Annemin bu huyundan nefret ediyordum. Her zaman konuşmadaki güçlü taraf olması gerektiğine inanırdı. Her zaman o baskın tarafta olmalıydı. Hata yapsa bile haklı olan oymuş gibi. Ama bu küçük bir anne-kız tartışması değildi. Benimle böyle konuşma hakkını kaybetmişti. Kafamı Defne’nin omuzundan kaldırıp oturdum ve annemin gözlerinin içine baktım.

“Sürekli ‘söyleyemedim’ diyorsun. Peki, söyler misin anne, neden söyleyemedin?”

Bunu gerçekten merak ediyordum. En fazla ne yapabilirdim ki? Evet, elbette yadırgardım ama onun benim annem olması, hala genç bir kadın olduğu gerçeğini değiştirmezdi. Onun da hayatını yaşamaya hakkı olduğunu biliyordum, bunu anlayabilirdim. Hiçbir zaman bu konularda konuşmamıştık ama ben de asla katı olacağıma dair bir tavır sergilememiştim. Öyleyse neden bana söyleyememişti?

“Utandım,” dedi annem yutkunarak. “Başlarda utandım. Sen bile henüz kimse ile birlikte değilken… Bilmiyorum Eylül, her defasında farklı şeyler düşündüm. Babanı sahipleneceğini düşündüm. Kabul etmemenden ve benden uzaklaşmandan korktum.”

“Anne, ben ‘baba’ demenin nasıl bir şey olduğunu bile bilmiyorum. Sence senin hayatına, düzgün bir şekilde, birisinin girmesi beni neden bu kadar rahatsız etsin? Babamı seviyorum ama sadece babam olduğu için, babaların sevilmesi gerektiğini bildiğim için. Onu hiç tanımıyorum, hatırlamıyorum. Bu yüzden ne kadar karşında durabilirdim ki senin? Benim hayatımda birinin olmaması bahane mi? Her şeyi geçtim. Nasıl hamile kalırsın? Hatta onunla nasıl birlikte olursun?”

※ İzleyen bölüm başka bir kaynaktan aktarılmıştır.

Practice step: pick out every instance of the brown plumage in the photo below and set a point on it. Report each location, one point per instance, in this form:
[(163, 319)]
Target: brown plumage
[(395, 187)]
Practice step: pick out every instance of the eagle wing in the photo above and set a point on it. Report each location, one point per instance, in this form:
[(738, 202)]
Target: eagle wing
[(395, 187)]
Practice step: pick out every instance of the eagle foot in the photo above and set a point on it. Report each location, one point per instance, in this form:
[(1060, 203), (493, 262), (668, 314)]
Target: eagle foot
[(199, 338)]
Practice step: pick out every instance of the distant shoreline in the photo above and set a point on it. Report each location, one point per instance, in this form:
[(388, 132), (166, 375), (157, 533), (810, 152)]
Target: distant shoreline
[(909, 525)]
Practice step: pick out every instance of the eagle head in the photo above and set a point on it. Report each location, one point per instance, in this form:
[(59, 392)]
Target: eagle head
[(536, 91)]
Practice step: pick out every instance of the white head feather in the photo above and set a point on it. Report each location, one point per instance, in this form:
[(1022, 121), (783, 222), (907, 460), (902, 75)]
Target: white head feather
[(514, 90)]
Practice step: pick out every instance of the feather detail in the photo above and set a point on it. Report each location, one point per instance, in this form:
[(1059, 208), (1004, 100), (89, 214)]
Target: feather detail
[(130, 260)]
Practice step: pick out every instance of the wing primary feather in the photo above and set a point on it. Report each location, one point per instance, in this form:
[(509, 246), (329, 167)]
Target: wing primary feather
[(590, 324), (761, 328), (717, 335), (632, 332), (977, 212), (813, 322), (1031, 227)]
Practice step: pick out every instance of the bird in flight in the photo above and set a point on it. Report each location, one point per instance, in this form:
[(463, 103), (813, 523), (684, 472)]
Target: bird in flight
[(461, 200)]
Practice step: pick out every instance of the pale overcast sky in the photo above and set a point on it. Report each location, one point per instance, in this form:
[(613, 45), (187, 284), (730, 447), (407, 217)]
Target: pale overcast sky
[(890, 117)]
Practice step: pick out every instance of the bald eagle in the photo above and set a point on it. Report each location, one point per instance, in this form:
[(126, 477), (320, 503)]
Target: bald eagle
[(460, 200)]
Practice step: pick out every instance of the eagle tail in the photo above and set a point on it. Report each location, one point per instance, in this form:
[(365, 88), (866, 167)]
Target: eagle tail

Annem oturduğu koltuğun kenarını sıkıp bırakmaya başlamıştı. Ses tonumu ve kendimi özellikle sakin tutuyordum. Aslında kavga etmek de istemiyordum. Sadece buradan çıkıp gitmesini istiyordum hepsi bu.

“Bu sadece tek seferlik bir hataydı,” dedi yarım yamalak.

Hissizce güldüm.

“Filmlerdeki, takıldığı kızı başından savmak isteyen adamlar gibi konuştun,” dedim. Elimde değildi. Bu konuşmayı annemle yaptığıma hala inanamıyordum.

“Anne, gider misin? Biraz dinlenmeme izin ver.”

Annem yanıt vermek için ağzını açsa da bir an sonra vazgeçti.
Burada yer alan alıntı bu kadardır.